Some problems are computationally bounded (computational complexity theory). LLMs may theoretically have unbounded pattern matching capabilities with increasingly large data sets and training, but what is the realistic limit here? When we utilize all of the currently available power on Earth for training, what does that LLM look like? Is that LLMs pattern matching replacing humans and solving all of physics?
>and recognize patterns.

not quite.

they map certain patterns in the input data onto output data, in a fundamentally statistical way, which is why they can't really do math problems.

Thats not to say that you can't train a model to do math, but to do that, you would have fundamentally 3 things different compared to current LLMS.

1. Map the tokens from the input representing some math to a hyperspace of conceptual math things with defined operations that you can do on them, and how to represent the application of those operations. I.e not just token "3" "+" "3" statistically map to "6", but "3" maps to a some hyperparameter with "branching" options, and "+" maps to one of those branches, and the output is run through a deterministic process.

2. Figure out how to make the models recurse in ideas, which involves some inner state of being wrong, and ability to rewind the processing steps and try new things. I.e search.

3. Figure out how to do all of that through training.

All of that is basically teaching LLMs how to do logic, which is basically what AGI is. In an AGI model will essentially function on mapping a piece of information to a knowledge graph, and traversing that knowledge graph.

What is moving data round? Isn't everything in a computer moving data around? Do you mean backpropagation or somtehing more specific?
Computation generally is partly moving data around, yes. What transformers do is learn how to move data around in a context-relevant manner. This greatly increases the expressivity of the kinds of computations they can perform over traditional deep nets.

https://lilianweng.github.io/posts/2018-06-24-attention/

https://transformer-circuits.pub/2022/in-context-learning-an...

https://transformer-circuits.pub/2021/framework/index.html#r...

> What transformers do is learn how to move data around in a context-relevant manner.

This is a misrepresentation of how transformers behave and I think you should double-check the definition before dunking on other people's works.

It's not a misinterpretation. What attention does is discover association matrices which bind locations in the context window, and these associations are context sensitive. But binding locations through an association matrix is an implementation of the concept of routing, which is just moving data.

Also, the link I gave regarding induction heads is explicitly moving data in the context window forward.
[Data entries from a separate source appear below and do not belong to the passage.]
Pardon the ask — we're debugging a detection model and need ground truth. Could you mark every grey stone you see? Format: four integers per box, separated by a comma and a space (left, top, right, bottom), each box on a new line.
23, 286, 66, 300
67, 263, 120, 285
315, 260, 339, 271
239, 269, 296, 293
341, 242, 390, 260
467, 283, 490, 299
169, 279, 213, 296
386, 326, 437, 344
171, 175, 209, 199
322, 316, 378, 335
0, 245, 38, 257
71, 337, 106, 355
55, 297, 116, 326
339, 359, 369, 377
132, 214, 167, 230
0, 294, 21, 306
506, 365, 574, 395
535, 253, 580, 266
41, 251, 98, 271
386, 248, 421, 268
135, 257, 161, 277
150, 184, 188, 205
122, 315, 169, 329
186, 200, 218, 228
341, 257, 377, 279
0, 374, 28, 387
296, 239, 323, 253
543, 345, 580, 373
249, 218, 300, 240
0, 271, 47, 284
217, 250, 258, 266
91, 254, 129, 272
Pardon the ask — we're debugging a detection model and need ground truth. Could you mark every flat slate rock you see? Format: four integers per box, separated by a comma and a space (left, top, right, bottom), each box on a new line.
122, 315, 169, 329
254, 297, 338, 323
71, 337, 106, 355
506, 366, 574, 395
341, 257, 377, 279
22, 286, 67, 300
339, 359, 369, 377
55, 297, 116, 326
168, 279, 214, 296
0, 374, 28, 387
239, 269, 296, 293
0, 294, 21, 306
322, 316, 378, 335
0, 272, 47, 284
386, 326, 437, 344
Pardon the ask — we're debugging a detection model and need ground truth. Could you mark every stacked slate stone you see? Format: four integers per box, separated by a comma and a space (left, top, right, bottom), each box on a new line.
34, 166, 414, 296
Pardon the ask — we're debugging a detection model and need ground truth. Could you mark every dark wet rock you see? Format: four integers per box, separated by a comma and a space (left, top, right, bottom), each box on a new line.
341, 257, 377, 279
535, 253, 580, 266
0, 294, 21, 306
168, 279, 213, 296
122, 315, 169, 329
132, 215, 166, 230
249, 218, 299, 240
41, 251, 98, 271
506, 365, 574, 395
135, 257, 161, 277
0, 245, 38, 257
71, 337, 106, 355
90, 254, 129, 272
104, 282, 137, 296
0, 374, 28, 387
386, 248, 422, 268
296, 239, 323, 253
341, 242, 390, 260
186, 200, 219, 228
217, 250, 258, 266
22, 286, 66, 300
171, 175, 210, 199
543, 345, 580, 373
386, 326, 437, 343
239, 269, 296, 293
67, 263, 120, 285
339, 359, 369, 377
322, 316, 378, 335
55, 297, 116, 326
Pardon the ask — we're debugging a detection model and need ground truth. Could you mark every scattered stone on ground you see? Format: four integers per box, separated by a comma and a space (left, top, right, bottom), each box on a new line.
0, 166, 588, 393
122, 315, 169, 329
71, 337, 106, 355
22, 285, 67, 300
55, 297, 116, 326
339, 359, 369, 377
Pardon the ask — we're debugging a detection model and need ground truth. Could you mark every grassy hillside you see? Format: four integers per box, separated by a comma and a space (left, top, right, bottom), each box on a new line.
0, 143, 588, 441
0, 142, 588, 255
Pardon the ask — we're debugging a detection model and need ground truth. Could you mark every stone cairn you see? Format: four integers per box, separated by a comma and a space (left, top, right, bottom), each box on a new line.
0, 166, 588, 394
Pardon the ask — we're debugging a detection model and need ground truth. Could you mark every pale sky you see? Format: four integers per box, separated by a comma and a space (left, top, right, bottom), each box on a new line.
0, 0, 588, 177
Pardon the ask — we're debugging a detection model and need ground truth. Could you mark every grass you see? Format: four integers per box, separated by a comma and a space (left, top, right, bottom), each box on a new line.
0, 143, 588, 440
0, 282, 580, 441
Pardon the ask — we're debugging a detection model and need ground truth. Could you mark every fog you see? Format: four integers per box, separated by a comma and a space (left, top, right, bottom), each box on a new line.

I consider aggregate routing to be distinct from moving data. If the context is temporary then the "data" (weights and tokenizer) stays in place. LLMs are static, they do not move data so much as they infer from it.
>The problem is that general problem solving requires potentially arbitrary amounts of moving data

Can you expand on this thought?

Forget about solving practical problems for a second. We can just ask the LLM to simulate some arbitrary computation within its context window. But we can in principle require that the output depends on state from arbitrarily many steps in the past. You then need to "carry forward" the required data or otherwise make it available. This is what I mean by moving data. The required associations between data can extend beyond the buffer or available state.
And by extension, the assumption is that animals can carry forward an unlimited amount of information from the past? I.e., humans rely on culture to "carry forward" ideas from the past that are outside their individual contextual window of experience?
I wasn't thinking in those terms, but yeah I like that. Humans are a kind of superorganism and a part of that is due to the power of culture to shape behavior in ways that are responsive to environmental changes deep in history beyond any individuals lifespan.